The Washington Post da benzer bir haberi tekrardan manşetine taşıdı. Haberde “Türkiye’nin yaklaşan seçimleri dünya için neden bu kadar önemli?” diye sorulurken çeşitli analizlere yer verildi.
Analizde, Başkan Recep Tayyip Erdoğan’ın 2002 yılından beri zafer kazandığını belirtildi. Ayrıca, uzun süredir muhalif kesim tarafından eleştiri alsa da Erdoğan’ın halen çok popüler olduğu ifade edildi.
Haberin devamında, “Erdoğan’ın yönetimi altında Türkiye’nin bölgesel ve uluslararası bir güç komisyoncusu olarak rolü önemli derecede arttı” ifadelerine yer verildi.

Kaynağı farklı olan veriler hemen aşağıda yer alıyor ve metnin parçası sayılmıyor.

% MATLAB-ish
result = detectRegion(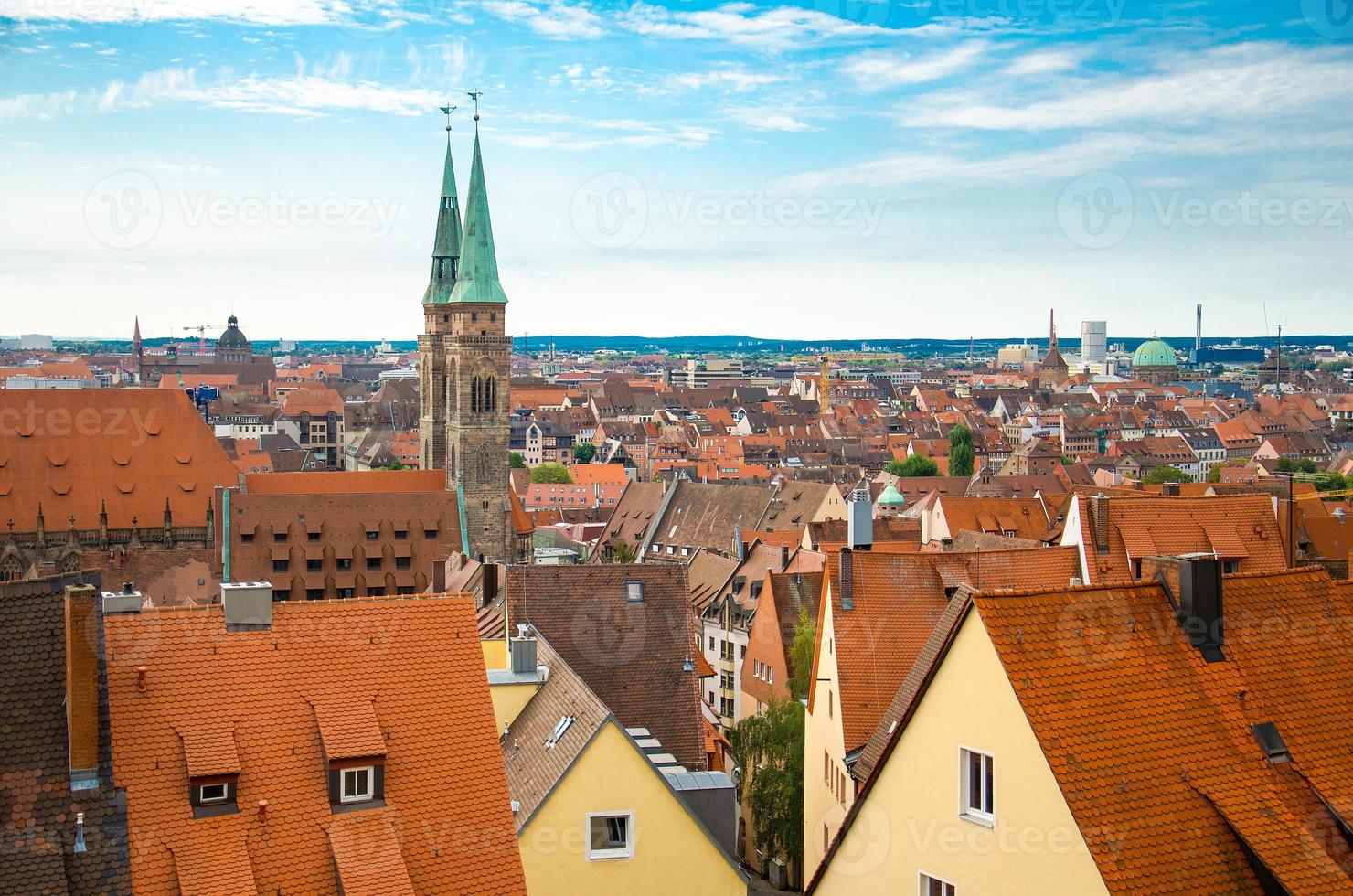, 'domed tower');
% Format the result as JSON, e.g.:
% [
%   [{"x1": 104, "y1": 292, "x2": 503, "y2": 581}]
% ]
[
  {"x1": 217, "y1": 314, "x2": 253, "y2": 364},
  {"x1": 1133, "y1": 337, "x2": 1180, "y2": 386}
]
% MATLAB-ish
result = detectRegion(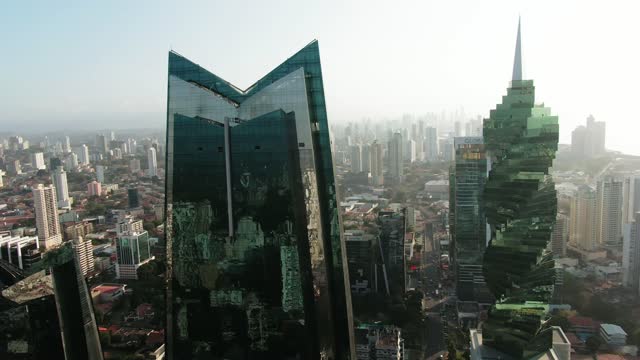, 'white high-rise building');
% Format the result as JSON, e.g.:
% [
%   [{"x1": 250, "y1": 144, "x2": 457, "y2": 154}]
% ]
[
  {"x1": 78, "y1": 144, "x2": 89, "y2": 165},
  {"x1": 96, "y1": 165, "x2": 104, "y2": 184},
  {"x1": 371, "y1": 141, "x2": 384, "y2": 186},
  {"x1": 424, "y1": 126, "x2": 438, "y2": 161},
  {"x1": 550, "y1": 214, "x2": 569, "y2": 257},
  {"x1": 622, "y1": 213, "x2": 640, "y2": 296},
  {"x1": 389, "y1": 132, "x2": 404, "y2": 184},
  {"x1": 349, "y1": 145, "x2": 362, "y2": 173},
  {"x1": 31, "y1": 152, "x2": 47, "y2": 170},
  {"x1": 51, "y1": 166, "x2": 71, "y2": 209},
  {"x1": 129, "y1": 159, "x2": 140, "y2": 174},
  {"x1": 33, "y1": 184, "x2": 62, "y2": 249},
  {"x1": 569, "y1": 185, "x2": 598, "y2": 251},
  {"x1": 147, "y1": 146, "x2": 158, "y2": 177},
  {"x1": 73, "y1": 236, "x2": 95, "y2": 276},
  {"x1": 596, "y1": 178, "x2": 623, "y2": 251}
]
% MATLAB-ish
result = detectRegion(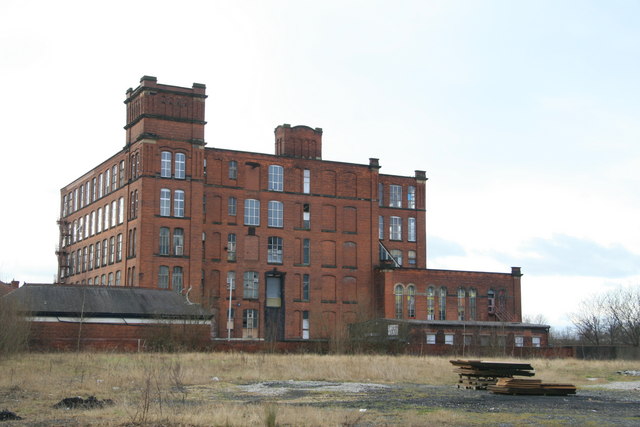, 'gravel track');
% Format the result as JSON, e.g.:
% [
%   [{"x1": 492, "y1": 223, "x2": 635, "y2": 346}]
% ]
[{"x1": 225, "y1": 381, "x2": 640, "y2": 426}]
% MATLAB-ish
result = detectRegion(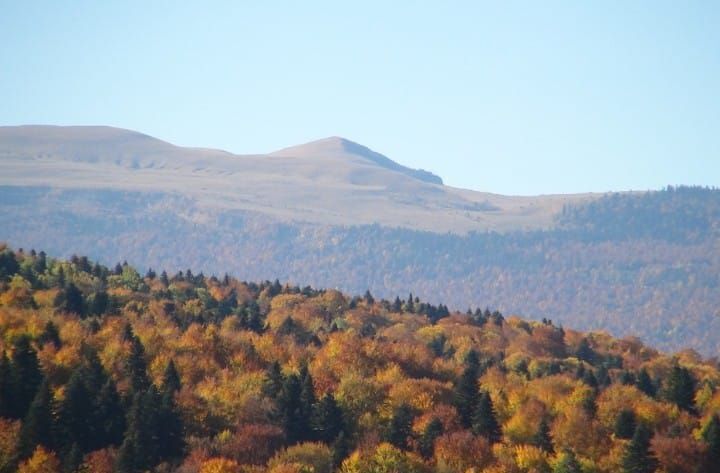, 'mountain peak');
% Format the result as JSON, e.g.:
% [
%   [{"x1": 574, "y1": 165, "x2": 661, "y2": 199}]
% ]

“Erdoğan gerçekten kaybeder mi?” sorusuna da yanıt arandı. Yapılan analizde “Erdoğan, Türkiye’nin en uzun süre görev yapan lideri. Türkiye, Erdoğan’ı üzmeyecek gibi. 69 yaşındaki Erdoğan seçim kampanyası yolunda kendini evinde hissediyor” denildi.
Erdoğan’ın iktidarda olduğu süre boyunca yaptığı vergi indirimi, ucuz ipotek kredileri, enerji sübvansiyonları ile yol ile köprü geçiş ücretlerini artırmama taahüdü dahil olmak üzere yapılan ekonomik yatıştırmaların halkın yüzünü güldürdüğüne vurgu yapıldı.
Muhalafet ile iktidarın birbirine çeşitli suçlamalarda bulunduğundan bahsedilen haberde muhalefetin özellikle terör örgütü PKK’ya destek vermesinden dolayı hükümet tarafından suçlandığına dikkat çekildi.
Haberde CHP lideri ve cumhurbaşkanı adayı Kemal Kılıçdaroğlu’ndan da bahsedildi. Bugüne kadar Erdoğan’a karşı her daim kaybettiğine vurgu yapılırken, aslında İstanbul Belediye Başkanı Ekrem İmamoğlu’nun CHP tabanında popüler olduğuna vurgu yapıldı.
Haberde ayrıca başka bir noktaya daha dikkat çekildi: İsveç ve NATO. “Belki de hiçbir ülke 14 Mayıs seçimlerini İsveç kadar yakından takip etmiyor” denilen haberde Türkiye’nin taleplerini yerine getirmediği için İsveç’in NATO’ya girmesine onay vermediği hatırlatıldı.
Haberin devamında “Türkiye’deki muhalefet huysuz olmasıyla bilinse de bu seçimler öncesined farklılıklarını belki kaldırmışlardır. Ancak Kılıçdaroğlu kazanırsa da milliyetçiler, İslamcılar, lakikler ve liberalleri içeren bir ittifak içinde mücadele edecek” denildi.
Bu nedenle de İsveç’in umutları Kılıçdaroğlu’na bağlanmış durumda. Nitekim CHP Genel Başkanı Kemal Kılıçdaroğlu’nun başdanışmanı Ünal Çeviköz, İsveç’in NATO talebinin karşısında durmayacaklarını söyleyen skandal ifadelere yer vermişti.
Bunun yanı sıra Kılıçdaroğlu’nun Suriyeli göçmenlerle ilgili politikasının da The Washinton Post tarafından yanlış bulunduğuna dikkat çekildi.
Bir diğer önemli husus ise analize göre Rusya-Ukrayna savaşı. Erdoğan’ın dengeleyici bir pozisyonda olduğuna dikkat çekilen haberde, Putin’in video konferans yoluyla Akkuyu Nükleer Santali’nin açılışına katıldığından bile bahsedildi.
Geçtiğimiz hafta boyunca da Türkiye’deki seçimlerle ilgili çeşitli analizler yapıldı. Dünyanın nefesini tuttuğu bu seçimin niçin bu kadar önemli olduğu ile ilgili ise Avrupa basınında bir analize yer verildi.